De pensar en comer...
a comer pensando

Todas las claves para modificar sus hábitos
más íntimos... ¿Se anima?

        Por:  Dieta Club (Dr. Cormillot)

¿Le teme a los encuentros sociales? ¿Vive pensando en la comida?

¿Cree que la culpa de su problema con la gordura es de los alimentos?

Aunque no está solo en estas cuestiones, está equivocado.

Lo cierto es que no hay alimentos malos, a pesar de que es un error común pensar en los alimentos como enemigos. De hecho, en una dieta equilibrada debe estar prohibido prohibir. Entonces, es preciso modificar el eje de atención, el foco del problema.

((RECUADRO))) Si los alimentos no tienen la culpa... entonces ¿quién la tiene? ¡Acertó! La responsabilidad (no la culpa) de controlar qué y cómo come, la tiene Usted...

Especialmente si es de los que comen a los apurones, no se sientan para comer, comen mientras miran la tele o leen el diario, tragan sin saborear, ¿se identifica con esto? Si es así, no desespere.

Para cada conducta nociva existe un conjunto de técnicas prácticas que le permitirán aprovechar su neuroplasticidad positiva, esa misma que a veces es poco aprovechada y que nos permite remplazar hábitos poco saludables por otros más convenientes que nos permitan vivir más y mejor.

Los 10 mandamientos de comer pensando:

1-Prestaré atención a mis alimentos.

2-No me privaré de los alimentos que me gustan.

3-Disfrutaré de los alimentos que como.

4-Los comeré en bocados chicos y estaré atento al tamaño de mis porciones, especialmente con los alimentos más calóricos.

5-Apoyaré los cubiertos sobre la mesa mientras mastico.

6-Masticaré mis bocados a fondo.

7-Haré una pausa antes del bocado siguiente.

8-Esperaré 10 minutos antes de servirme por segunda vez.

9-Dejaré un poco de comida en el plato.

10-Dejaré de comer cuando sienta que he comido suficiente.

Si come rápido:

Se necesitan 20 minutos para que su cerebro le comunique la señal de “basta, estás satisfecho”. Si su comida dura 15 minutos, usted podría tener hambre incluso después de una comida completa.
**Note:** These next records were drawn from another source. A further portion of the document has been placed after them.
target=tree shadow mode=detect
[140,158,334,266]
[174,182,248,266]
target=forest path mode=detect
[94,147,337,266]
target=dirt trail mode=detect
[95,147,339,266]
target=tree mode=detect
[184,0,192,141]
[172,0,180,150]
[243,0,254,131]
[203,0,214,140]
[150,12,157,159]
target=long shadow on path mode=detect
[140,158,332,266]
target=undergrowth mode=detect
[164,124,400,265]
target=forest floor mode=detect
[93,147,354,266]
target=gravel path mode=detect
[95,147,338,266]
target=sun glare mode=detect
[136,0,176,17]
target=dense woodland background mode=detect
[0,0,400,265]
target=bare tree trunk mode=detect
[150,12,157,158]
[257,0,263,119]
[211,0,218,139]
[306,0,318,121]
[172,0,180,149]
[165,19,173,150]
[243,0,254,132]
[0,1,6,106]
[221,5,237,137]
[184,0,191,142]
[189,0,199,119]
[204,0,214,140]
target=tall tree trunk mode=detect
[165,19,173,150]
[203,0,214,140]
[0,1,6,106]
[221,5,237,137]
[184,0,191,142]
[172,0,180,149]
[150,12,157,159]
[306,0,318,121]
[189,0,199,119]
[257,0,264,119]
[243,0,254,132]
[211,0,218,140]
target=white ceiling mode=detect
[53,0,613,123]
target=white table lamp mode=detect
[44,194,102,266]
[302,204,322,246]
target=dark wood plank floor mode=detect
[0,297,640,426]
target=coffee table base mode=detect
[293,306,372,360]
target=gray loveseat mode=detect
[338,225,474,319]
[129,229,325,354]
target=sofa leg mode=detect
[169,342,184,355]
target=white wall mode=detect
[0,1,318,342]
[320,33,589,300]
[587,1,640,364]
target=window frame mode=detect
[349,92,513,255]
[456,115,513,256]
Por el contrario, si come pensando, le dará un momento a cada bocado... incluso tomará una pausa lo más larga posible entre uno y otro. ¿Para qué? Para despertar sus sentidos ante lo que está comiendo y alargar el tiempo de la comida, algo que le permitirá sentir el “STOP” antes de comer porciones que no hacen falta y lo engordan. Para confirmar cuán rápido come, mire el reloj a la hora en que comienza el plato y cuando termine su último bocado. Vaya estirando la duración hasta lograr almuerzos y cenas de 25 minutos, aproximadamente.

Cuando alcanzamos la armonía podemos co-existir con cualquier tipo de comida sin que ésta nos controle.